This is the popular Bonferroni inequality. Does it also hold for characteristic functions of random variables, as in when $P(A_i)$ is replaced by the characteristic function $\chi(A_i)$ and so forth?
Given random variables $A_1,A_2...A_n$ (not events like in Theorem 1.2.3), is this satisfied? $$ \sum_{i=1}^n||\chi_{A_i}(t)|| - \sum_{i <j}^n||\chi_{A_i|A_j}(t).\chi_{A_j}(t)|| \le ||\chi_{\sum_{i=1}^n A_i}(t)||$$
No, the stated Bonferroni style inequality does not hold for characteristic functions.
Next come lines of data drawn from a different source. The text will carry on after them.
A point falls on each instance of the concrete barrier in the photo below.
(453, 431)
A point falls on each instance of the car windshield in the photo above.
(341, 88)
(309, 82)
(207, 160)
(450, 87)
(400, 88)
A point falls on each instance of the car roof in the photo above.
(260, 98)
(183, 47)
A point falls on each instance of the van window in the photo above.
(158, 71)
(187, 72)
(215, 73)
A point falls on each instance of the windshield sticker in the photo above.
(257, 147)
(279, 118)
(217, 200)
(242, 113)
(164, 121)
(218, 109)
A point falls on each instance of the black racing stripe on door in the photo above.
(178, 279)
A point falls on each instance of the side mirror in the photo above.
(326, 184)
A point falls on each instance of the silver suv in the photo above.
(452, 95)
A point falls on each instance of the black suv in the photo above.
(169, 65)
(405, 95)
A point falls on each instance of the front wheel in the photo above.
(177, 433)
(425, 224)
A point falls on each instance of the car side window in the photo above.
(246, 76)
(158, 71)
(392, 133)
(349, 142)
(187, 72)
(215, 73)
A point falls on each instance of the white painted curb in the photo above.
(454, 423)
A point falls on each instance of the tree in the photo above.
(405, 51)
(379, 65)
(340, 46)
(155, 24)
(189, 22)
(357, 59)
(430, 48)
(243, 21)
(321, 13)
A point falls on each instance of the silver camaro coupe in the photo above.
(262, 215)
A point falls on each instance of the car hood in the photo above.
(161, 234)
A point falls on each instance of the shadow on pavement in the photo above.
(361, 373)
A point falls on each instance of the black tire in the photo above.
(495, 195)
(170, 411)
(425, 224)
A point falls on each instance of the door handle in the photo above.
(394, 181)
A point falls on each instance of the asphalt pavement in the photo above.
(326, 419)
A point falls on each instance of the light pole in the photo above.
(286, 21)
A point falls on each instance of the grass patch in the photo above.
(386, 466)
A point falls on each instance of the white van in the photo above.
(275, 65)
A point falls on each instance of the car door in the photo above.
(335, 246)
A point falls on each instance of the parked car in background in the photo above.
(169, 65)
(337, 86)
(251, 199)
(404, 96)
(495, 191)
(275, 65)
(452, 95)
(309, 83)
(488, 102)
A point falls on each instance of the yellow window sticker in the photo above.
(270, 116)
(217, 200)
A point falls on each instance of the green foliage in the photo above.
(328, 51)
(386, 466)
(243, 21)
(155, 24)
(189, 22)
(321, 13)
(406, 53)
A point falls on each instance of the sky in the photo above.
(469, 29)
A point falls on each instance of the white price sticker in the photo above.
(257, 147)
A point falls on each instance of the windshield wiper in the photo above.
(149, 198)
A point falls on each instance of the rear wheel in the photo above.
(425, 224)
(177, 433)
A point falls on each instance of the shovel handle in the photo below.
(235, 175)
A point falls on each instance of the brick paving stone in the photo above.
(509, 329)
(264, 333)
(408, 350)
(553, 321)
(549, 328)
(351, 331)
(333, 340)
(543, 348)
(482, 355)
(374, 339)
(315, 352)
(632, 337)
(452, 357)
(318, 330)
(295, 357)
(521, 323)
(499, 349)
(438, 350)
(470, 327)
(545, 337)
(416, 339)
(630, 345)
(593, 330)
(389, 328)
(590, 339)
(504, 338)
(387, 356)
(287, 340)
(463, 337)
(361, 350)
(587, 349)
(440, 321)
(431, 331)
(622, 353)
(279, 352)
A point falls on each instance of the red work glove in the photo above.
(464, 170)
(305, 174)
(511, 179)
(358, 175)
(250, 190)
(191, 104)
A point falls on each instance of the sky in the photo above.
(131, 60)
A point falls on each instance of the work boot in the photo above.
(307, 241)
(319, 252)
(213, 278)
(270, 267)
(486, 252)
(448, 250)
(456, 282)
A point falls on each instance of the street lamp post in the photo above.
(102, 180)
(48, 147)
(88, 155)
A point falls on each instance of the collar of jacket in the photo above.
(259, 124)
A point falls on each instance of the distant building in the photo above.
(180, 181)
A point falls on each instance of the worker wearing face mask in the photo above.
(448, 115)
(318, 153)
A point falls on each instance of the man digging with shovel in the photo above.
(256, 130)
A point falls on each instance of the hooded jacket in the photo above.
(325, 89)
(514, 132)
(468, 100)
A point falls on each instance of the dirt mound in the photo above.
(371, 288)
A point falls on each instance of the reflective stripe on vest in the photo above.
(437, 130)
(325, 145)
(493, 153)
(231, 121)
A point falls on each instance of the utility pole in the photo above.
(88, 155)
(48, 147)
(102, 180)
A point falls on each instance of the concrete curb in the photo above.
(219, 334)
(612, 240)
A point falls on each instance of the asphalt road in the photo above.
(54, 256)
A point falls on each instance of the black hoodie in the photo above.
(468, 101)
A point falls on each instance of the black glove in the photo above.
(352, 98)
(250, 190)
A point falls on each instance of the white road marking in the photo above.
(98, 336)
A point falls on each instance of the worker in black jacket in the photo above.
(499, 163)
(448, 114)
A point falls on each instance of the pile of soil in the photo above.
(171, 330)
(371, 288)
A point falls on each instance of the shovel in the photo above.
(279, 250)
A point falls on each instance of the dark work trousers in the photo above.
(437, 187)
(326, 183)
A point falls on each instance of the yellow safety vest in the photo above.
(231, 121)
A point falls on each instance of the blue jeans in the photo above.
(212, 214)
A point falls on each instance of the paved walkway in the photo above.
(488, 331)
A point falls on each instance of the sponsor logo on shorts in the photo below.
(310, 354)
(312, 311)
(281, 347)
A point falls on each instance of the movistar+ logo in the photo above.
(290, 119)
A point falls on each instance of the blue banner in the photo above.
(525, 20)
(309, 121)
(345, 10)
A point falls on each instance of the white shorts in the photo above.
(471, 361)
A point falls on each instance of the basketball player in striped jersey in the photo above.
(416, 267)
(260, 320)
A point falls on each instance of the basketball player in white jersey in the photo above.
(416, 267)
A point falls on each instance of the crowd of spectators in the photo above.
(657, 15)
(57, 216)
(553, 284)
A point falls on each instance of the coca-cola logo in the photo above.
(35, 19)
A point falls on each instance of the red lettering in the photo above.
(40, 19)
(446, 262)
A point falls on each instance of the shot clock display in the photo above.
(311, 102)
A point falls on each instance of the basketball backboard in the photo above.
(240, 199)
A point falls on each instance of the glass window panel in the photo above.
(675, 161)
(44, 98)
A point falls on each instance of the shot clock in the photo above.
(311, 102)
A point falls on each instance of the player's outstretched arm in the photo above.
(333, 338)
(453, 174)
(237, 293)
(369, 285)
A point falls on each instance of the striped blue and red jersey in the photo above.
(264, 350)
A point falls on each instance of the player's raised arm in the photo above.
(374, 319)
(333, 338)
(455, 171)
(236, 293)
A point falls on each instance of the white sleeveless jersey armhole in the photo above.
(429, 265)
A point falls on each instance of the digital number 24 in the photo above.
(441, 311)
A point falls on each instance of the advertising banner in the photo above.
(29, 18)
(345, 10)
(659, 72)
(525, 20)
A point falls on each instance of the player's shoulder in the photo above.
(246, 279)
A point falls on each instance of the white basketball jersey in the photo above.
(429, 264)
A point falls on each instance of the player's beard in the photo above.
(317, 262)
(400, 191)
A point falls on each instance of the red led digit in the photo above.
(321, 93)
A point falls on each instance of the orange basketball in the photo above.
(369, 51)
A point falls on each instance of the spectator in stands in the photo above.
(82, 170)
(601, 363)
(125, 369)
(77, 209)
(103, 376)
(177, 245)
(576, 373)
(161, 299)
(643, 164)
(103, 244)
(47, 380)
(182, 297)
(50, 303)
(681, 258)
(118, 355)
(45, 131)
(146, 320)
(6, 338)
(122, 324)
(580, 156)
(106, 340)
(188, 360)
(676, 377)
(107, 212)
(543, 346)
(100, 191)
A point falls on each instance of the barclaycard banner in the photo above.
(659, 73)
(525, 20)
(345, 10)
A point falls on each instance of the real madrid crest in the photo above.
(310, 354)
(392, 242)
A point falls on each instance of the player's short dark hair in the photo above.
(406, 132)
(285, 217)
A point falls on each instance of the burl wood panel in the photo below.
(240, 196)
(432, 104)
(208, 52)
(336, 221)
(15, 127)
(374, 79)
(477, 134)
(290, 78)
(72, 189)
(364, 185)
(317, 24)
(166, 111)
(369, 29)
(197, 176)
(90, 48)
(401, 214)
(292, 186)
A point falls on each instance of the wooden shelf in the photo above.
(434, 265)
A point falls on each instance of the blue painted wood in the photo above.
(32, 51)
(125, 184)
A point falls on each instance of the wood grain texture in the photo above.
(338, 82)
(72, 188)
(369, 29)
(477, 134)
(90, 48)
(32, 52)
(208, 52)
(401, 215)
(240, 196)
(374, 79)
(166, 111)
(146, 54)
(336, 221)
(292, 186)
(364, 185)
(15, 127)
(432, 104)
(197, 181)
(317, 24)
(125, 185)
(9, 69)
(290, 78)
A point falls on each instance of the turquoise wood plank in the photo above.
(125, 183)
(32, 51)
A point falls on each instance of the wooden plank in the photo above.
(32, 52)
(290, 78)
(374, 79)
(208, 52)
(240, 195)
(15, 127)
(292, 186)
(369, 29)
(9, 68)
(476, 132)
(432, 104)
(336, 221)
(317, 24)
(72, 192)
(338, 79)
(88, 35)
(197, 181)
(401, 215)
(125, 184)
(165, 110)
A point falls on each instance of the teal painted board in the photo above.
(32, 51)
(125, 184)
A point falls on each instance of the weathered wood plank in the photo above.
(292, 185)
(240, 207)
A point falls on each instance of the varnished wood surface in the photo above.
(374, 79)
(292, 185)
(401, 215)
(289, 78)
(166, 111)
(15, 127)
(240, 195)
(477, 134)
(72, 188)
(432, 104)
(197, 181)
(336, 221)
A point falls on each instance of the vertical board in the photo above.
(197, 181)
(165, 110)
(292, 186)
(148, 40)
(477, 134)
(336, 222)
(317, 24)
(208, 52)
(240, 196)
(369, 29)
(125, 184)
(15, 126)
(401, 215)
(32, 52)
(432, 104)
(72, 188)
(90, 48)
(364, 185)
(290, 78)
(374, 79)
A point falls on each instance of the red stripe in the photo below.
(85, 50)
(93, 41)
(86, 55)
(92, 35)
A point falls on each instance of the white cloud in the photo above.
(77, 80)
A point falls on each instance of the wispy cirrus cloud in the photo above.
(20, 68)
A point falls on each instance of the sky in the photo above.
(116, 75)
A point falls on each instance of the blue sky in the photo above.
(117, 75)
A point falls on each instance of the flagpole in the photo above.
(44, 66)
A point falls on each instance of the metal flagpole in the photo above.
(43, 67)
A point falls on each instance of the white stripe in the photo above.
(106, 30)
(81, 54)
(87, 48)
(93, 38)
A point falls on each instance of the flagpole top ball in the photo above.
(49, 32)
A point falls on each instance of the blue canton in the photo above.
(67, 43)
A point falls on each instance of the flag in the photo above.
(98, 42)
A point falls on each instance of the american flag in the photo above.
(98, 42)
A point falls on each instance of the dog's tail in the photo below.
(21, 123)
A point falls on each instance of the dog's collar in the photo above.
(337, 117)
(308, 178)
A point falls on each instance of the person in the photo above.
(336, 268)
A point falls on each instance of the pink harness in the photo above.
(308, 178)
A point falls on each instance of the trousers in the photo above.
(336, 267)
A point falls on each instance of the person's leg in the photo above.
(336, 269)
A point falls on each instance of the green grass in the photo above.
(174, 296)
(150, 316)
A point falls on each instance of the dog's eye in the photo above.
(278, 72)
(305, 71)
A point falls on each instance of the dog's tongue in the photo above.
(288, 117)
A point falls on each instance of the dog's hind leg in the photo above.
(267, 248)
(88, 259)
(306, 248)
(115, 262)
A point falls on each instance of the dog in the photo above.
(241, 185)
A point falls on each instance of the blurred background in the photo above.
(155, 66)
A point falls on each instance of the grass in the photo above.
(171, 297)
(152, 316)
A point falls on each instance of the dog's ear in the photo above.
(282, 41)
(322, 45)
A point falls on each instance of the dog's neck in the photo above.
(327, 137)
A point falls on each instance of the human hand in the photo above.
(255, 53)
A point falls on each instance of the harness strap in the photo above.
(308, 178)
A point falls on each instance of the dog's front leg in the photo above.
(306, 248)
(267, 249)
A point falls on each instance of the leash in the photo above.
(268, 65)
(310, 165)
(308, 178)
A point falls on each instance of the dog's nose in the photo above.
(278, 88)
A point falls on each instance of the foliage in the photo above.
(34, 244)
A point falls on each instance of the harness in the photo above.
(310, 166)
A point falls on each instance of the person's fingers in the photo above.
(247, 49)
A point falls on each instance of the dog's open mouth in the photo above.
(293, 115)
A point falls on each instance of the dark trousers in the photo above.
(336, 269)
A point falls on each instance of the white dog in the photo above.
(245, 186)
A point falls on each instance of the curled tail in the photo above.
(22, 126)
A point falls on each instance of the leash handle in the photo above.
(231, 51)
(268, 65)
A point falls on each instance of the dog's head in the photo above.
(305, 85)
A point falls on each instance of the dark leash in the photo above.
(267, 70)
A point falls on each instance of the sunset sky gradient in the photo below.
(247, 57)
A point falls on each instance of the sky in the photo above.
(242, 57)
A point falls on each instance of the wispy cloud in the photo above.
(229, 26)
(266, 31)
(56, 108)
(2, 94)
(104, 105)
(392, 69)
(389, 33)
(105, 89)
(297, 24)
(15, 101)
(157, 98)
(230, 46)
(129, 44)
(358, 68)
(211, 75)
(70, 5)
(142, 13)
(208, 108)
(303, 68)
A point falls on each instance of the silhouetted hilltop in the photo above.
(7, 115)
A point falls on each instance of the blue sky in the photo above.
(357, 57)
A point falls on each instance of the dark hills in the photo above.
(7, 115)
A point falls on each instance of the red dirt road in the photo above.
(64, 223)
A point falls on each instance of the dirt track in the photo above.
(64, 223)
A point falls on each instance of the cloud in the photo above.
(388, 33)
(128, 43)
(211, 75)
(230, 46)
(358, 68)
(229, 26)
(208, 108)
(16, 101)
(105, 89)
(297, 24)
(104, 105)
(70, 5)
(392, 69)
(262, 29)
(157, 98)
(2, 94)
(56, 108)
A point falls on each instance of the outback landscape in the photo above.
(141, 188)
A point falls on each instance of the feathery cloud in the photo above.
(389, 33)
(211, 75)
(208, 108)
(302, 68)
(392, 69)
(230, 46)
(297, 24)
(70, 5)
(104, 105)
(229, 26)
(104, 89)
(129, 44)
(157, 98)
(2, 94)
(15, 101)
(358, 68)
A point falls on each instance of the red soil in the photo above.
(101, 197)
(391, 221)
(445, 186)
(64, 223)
Certainly not in the way you've formulated it, and I can't think of any other way of interpreting the Bonferroni inequality in the context of characteristic functions.
Example: $n=2$, take random variables $X=1_A$ and $Y=1_B$ where $A$ and $B$ are independent events. Then $\chi_X(t)=e^{it}P(A)+P(A^c)$, so we can clearly choose $t$ such that $x:=|\chi_X (t)|<1$. Define also $y:=|\chi_Y(t)|$. In this situation, the stated inequality is equivalent to $x+y-xy\leq xy$ i.e. $x+y\leq 2xy$. Combining this with the AM-GM inequality leads to $\sqrt{xy}\leq xy$, which is clearly false when $xy<1$.